STF decide que importar semente de maconha não é crime

O ministro do Supremo Tribunal Federal Celso de Mello rejeitou denúncia contra uma mulher acusada de importar da Holanda 26 sementes de Cannabis sativa, a planta da qual se faz a maconha.

A Justiça Federal de São Paulo havia rejeitado a denúncia do Ministério Público, que queria a prisão da mulher por importar substância não permitida, o que poderia render até 15 anos de prisão. Depois, o Tribunal Regional Federal da 3ª Região (TRF3) decidiu prosseguir com a ação penal e o Superior Tribunal de Justiça (STJ) manteve o recebimento da denúncia. Tanto o TRF3 como o STJ haviam entendido que a conduta da mulher estaria enquadrada no artigo 33 da Lei sobre Drogas (11.343/2006), segundo o qual é crime importar “matéria-prima, insumo ou produto químico destinado à preparação de drogas”.

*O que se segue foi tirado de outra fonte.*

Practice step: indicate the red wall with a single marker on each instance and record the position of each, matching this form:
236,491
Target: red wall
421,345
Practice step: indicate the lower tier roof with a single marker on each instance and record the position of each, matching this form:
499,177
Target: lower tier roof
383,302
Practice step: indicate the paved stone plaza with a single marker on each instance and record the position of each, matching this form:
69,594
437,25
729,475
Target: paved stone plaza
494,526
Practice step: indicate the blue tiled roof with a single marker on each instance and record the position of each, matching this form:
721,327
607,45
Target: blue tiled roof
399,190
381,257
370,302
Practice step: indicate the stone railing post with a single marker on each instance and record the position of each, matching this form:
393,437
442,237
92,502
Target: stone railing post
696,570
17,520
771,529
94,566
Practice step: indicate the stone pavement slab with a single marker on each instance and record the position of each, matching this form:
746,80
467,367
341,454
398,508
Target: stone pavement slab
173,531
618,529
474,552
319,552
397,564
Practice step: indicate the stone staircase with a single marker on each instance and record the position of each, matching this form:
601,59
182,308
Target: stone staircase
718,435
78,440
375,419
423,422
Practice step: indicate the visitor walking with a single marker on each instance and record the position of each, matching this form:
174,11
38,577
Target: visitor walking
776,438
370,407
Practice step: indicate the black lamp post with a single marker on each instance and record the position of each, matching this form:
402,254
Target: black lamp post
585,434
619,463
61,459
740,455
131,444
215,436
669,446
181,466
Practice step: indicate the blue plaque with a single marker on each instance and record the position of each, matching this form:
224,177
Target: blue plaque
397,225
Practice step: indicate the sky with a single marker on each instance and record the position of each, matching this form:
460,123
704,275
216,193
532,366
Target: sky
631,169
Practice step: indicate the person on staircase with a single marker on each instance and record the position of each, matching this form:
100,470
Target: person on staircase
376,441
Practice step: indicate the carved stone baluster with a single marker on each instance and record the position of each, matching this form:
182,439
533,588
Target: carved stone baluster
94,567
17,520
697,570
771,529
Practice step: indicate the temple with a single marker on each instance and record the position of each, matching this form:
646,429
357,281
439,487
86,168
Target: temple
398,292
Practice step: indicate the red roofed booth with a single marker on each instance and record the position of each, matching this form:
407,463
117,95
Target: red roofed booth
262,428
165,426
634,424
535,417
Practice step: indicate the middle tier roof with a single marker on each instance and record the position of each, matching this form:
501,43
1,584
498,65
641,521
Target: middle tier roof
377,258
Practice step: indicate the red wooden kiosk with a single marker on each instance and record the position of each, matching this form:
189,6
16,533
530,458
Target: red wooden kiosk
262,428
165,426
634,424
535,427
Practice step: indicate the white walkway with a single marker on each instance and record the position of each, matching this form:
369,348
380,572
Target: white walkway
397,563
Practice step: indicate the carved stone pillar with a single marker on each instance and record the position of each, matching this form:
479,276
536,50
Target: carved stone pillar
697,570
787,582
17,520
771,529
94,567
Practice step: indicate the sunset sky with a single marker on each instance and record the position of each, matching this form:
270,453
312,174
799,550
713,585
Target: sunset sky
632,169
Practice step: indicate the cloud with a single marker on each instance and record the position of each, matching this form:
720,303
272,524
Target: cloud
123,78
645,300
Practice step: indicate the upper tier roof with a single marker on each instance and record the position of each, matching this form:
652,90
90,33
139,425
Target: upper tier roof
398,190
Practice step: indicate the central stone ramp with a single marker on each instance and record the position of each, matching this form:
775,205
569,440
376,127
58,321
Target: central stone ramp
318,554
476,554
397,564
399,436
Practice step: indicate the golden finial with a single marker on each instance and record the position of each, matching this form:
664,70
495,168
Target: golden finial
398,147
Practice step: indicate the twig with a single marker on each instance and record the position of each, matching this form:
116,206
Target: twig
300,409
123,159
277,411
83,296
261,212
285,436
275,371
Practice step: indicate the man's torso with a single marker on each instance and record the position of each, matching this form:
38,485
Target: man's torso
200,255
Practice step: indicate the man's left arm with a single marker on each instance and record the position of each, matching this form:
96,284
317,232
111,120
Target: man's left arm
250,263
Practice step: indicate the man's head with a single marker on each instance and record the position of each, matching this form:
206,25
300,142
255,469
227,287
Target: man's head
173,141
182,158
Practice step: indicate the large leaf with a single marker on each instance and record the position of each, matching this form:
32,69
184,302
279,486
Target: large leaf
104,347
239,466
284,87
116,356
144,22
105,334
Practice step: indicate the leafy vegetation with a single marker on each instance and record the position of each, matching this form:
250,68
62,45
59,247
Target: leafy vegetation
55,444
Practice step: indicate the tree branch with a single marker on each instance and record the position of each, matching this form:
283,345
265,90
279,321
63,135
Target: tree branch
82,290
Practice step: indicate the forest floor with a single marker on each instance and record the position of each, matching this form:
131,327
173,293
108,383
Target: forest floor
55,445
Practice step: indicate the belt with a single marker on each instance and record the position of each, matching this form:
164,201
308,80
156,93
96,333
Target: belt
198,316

No entanto, Celso de Mello restaurou a decisão e decidiu não enquadrar como crime. Na decisão, o ministro escreveu que a semente não causaria dependência, já que, sozinha, não possui o princípio ativo da droga.

“Mera importação e/ou a simples posse da semente de cannabis sativa L. não se qualificam como fatores revestidos de tipicidade penal, essencialmente porque, não contendo as sementes o princípio ativo do tetrahidrocanabinol (THC), não se revelam aptas a produzir dependência física e/ou psíquica, o que as torna inócuas, não constituindo, por isso mesmo, elementos caracterizadores de matéria-prima para a produção de drogas.”

No Brasil, o plantio da Cannabis não está regulamentado.